Worthwhile fee

A small “sustainability” fee could be a good investment in preserving the state’s water resources.

Paying even a little more for water won’t be popular with Kansas residents, but the fee being proposed to the Kansas Legislature may be a prudent move to deal with what could be a very serious impending problem for the state.

A bill before the House Vision 2020 Committee, chaired by Rep. Tom Sloan, R-Lawrence, would add a 3-cent “sustainability fee” to every 1,000 gallons of water drawn from surface water sources such as lakes and reservoirs. The money raised by the fee would fund efforts to monitor and help address lake sedimentation which is reducing the quality and amount of water available in the state for drinking, irrigation, industrial uses and recreation.

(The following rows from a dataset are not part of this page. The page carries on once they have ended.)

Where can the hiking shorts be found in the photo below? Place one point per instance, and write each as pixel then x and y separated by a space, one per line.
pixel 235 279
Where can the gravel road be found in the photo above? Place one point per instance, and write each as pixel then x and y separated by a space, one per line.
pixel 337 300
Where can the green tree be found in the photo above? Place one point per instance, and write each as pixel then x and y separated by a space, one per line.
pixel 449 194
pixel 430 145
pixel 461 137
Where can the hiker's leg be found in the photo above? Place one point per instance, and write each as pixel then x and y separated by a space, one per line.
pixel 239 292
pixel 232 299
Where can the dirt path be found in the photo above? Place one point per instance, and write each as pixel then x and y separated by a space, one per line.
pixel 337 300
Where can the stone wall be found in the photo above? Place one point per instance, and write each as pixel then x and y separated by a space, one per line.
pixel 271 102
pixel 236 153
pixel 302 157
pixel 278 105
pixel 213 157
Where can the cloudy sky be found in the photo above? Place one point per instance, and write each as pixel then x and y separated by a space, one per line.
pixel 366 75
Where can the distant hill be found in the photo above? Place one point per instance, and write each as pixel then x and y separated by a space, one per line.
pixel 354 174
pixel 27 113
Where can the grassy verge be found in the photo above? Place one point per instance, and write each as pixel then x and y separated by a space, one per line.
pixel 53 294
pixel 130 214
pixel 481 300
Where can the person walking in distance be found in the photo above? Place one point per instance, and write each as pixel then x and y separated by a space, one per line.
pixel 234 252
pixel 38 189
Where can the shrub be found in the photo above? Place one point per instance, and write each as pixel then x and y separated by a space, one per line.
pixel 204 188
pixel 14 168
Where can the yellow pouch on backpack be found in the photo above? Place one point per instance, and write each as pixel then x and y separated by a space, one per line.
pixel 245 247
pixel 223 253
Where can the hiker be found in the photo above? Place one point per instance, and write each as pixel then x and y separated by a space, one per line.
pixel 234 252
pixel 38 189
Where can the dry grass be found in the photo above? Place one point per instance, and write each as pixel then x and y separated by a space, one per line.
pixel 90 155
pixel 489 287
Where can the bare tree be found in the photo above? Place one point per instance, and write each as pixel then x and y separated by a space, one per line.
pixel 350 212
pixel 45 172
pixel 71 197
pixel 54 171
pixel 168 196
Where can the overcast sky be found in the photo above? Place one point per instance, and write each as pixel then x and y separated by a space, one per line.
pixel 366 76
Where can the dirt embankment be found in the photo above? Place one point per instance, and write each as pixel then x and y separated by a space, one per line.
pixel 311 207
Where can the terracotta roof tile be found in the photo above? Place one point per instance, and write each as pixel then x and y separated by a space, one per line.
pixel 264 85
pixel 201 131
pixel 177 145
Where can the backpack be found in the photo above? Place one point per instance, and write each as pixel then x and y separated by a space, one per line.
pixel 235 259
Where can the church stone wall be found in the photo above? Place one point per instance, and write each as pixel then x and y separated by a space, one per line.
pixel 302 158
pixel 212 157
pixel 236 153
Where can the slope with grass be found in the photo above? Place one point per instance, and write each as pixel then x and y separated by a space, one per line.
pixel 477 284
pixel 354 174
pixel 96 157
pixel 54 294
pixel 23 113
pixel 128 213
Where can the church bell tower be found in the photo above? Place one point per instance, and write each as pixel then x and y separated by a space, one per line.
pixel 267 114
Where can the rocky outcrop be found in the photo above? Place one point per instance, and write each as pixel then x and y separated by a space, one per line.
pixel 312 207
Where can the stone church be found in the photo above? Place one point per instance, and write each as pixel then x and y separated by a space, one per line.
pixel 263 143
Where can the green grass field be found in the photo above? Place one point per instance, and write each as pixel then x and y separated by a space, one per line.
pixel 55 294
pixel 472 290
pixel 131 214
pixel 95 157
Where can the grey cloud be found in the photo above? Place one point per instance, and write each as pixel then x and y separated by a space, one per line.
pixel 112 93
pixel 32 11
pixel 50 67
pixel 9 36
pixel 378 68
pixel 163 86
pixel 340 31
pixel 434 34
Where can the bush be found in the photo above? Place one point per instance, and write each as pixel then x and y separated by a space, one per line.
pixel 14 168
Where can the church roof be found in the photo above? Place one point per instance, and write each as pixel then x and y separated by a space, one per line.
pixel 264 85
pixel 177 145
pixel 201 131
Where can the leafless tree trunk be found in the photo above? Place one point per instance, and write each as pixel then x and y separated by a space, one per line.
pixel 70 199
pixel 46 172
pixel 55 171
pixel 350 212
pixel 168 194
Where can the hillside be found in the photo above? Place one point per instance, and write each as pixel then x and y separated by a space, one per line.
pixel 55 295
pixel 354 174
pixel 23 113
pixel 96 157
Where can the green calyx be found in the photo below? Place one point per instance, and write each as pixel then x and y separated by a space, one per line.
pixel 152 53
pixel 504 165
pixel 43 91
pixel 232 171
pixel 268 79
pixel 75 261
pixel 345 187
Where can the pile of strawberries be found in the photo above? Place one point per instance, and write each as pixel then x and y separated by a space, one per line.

The effects of sedimentation were not unexpected, but many of the state’s lakes are silting in faster than expected. Six of the 20 federal reservoirs in Kansas used for drinking water are more than 20 percent silted in; four are 40 percent or more, according to state water officials. Perry Lake is about 18 percent silted in, and Clinton Lake about 6 percent.

In the years to come, water is likely to become an even more precious resource, and diminished capacity in the state’s reservoirs and lakes is a problem the state can’t afford to ignore. The 3-cent fee would add about 15 cents per month to the average household’s water bill. If that amount can allow the state to seriously address the sedimentation issue, it would be a good investment in the future.